Like Gilt Groupe, Square is often cited as an IPO candidate. Founder and CEO, Jack Dorsey, hasn't ruled it out, but Square might make a better acquisition target.
The mobile payment service has received $341 million in funding, so Square is heavily venture-backed. Square's
most recent financing has valued the company around $3.25 billion, but a strategic acquirer like
(V) could afford Square. In fact, Visa already invests in Square, and a lot of financial institutions could create synergies with the San Francisco-based company. Smartphone and tablet transactions are on the rise, so it could be wise for a traditional payment service provider to integrate a company that's already making headways in this space.
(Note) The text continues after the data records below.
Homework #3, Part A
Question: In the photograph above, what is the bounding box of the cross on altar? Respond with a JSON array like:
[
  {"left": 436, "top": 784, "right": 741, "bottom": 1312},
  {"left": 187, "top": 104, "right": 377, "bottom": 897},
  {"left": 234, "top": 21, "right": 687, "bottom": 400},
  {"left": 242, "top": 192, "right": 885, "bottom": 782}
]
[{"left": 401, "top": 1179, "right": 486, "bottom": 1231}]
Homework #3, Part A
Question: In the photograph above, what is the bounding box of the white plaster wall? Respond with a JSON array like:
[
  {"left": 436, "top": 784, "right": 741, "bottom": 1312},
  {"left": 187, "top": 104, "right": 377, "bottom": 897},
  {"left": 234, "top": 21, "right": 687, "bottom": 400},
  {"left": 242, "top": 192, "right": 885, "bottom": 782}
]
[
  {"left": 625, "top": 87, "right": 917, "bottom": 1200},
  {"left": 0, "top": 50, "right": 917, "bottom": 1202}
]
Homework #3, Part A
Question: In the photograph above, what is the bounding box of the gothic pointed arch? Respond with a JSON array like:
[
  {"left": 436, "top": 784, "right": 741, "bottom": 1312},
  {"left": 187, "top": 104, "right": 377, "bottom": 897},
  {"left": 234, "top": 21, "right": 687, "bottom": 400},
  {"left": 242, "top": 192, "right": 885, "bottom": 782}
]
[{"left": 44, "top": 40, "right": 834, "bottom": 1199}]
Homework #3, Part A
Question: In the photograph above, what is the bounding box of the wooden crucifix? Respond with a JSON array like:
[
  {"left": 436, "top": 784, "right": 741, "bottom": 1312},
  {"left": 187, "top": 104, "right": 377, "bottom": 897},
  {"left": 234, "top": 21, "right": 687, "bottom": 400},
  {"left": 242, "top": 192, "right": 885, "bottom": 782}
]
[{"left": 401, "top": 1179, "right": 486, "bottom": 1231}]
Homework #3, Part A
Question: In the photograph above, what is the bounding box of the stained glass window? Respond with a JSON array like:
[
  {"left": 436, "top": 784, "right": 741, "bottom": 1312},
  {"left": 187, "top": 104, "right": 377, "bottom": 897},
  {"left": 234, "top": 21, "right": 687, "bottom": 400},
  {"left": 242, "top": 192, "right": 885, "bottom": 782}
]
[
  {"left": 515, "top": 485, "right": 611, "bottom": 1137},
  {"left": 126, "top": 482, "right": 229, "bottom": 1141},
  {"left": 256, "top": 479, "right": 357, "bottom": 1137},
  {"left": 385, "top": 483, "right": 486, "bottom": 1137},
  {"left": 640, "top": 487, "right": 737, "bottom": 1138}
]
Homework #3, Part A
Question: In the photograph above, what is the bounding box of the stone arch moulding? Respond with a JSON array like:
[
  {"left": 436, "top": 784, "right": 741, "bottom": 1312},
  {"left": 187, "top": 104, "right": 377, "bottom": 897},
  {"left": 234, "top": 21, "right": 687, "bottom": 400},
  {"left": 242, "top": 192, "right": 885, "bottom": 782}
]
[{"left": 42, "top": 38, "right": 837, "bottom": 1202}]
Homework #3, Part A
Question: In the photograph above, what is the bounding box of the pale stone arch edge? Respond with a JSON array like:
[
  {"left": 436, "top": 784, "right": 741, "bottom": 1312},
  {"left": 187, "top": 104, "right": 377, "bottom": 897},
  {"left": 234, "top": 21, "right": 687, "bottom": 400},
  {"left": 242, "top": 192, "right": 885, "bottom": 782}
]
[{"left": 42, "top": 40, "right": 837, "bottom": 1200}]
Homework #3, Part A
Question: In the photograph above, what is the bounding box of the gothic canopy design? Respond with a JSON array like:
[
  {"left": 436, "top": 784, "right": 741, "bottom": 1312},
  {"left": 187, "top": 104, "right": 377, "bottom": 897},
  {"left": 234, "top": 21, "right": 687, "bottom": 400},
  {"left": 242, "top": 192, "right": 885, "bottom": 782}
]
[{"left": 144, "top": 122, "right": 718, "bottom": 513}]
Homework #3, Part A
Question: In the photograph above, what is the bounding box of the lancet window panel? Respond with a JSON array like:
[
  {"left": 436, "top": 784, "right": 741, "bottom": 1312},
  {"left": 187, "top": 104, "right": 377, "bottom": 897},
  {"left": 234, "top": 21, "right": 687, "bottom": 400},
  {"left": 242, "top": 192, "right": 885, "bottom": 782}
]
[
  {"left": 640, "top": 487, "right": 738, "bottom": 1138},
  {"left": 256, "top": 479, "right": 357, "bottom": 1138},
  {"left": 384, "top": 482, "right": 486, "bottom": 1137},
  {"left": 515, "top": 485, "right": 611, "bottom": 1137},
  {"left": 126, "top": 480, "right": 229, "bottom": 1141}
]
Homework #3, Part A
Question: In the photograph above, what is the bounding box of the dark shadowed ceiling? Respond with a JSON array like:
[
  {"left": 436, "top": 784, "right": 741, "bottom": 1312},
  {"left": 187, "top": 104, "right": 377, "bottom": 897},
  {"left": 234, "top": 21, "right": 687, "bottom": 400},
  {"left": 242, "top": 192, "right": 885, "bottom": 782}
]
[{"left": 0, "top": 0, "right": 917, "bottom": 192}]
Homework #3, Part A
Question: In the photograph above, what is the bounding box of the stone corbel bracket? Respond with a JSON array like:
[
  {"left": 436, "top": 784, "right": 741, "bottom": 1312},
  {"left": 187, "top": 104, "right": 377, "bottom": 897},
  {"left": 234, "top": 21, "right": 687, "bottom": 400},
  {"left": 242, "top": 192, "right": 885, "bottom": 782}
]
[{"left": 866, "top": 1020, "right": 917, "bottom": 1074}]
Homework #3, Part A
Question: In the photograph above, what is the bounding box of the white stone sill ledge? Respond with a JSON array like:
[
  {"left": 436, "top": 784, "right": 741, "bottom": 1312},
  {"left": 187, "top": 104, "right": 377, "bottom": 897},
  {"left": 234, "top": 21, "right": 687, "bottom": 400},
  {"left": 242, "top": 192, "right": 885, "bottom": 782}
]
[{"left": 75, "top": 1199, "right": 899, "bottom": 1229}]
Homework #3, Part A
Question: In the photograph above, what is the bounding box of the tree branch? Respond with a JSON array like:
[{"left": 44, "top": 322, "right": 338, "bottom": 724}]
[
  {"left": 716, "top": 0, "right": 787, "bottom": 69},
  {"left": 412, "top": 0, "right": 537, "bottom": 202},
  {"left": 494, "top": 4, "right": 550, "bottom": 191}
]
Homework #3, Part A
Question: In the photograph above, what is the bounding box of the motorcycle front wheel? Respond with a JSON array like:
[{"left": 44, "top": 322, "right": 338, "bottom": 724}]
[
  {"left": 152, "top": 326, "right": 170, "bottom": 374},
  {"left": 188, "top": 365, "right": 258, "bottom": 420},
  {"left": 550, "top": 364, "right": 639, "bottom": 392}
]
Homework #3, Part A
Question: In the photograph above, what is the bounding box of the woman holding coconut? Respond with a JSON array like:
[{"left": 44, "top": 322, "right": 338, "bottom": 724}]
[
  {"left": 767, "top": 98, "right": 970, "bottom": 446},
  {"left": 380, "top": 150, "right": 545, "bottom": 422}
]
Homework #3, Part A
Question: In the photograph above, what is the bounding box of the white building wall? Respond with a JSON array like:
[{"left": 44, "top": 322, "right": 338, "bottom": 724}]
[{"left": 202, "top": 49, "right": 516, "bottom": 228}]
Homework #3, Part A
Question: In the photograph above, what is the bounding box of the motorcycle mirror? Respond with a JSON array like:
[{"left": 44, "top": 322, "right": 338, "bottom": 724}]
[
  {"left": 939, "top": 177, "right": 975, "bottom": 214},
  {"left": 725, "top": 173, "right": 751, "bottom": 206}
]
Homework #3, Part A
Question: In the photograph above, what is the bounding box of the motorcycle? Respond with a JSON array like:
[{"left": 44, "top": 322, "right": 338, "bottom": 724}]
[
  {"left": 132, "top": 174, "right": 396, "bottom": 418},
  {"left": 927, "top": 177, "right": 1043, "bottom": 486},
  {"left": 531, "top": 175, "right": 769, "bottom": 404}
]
PrivCo's Hamadeh says an acquisition is likely. "Square will not do an IPO because from its inception it is a company that was built to be bought. Square has achieved impressive revenue growth, but through profit-less prosperity." Hamadeh makes an interesting point about Square's current business model. "Square's strategy has been all about generating increasing mobile payment volume at flat fees (no swipe fees) which by definition leads to adverse selection: that is, the merchants with the lowest average check price will use Square as it's cheaper, while those with large average check prices use a traditional banking solution tied mobile swipes using a mobile card processing device." Square is still gaining traction, so it's reasonable that the company could hold out for a better valuation in 2014. But with NCR, GoPago, LevelUp, PayPal and Bank of America's Mobile Pay all entering a similar space, there are no guarantees that they'll be a long-term market leader. With Dorsey on board (he co-founded Twitter), and a Starbucks (SBUX) partnership, Square has certainly garnered a lot of media attention. As an early mover, Square has an advantage, but ultimately, the winning service may be the one that's the most cost effective and efficient.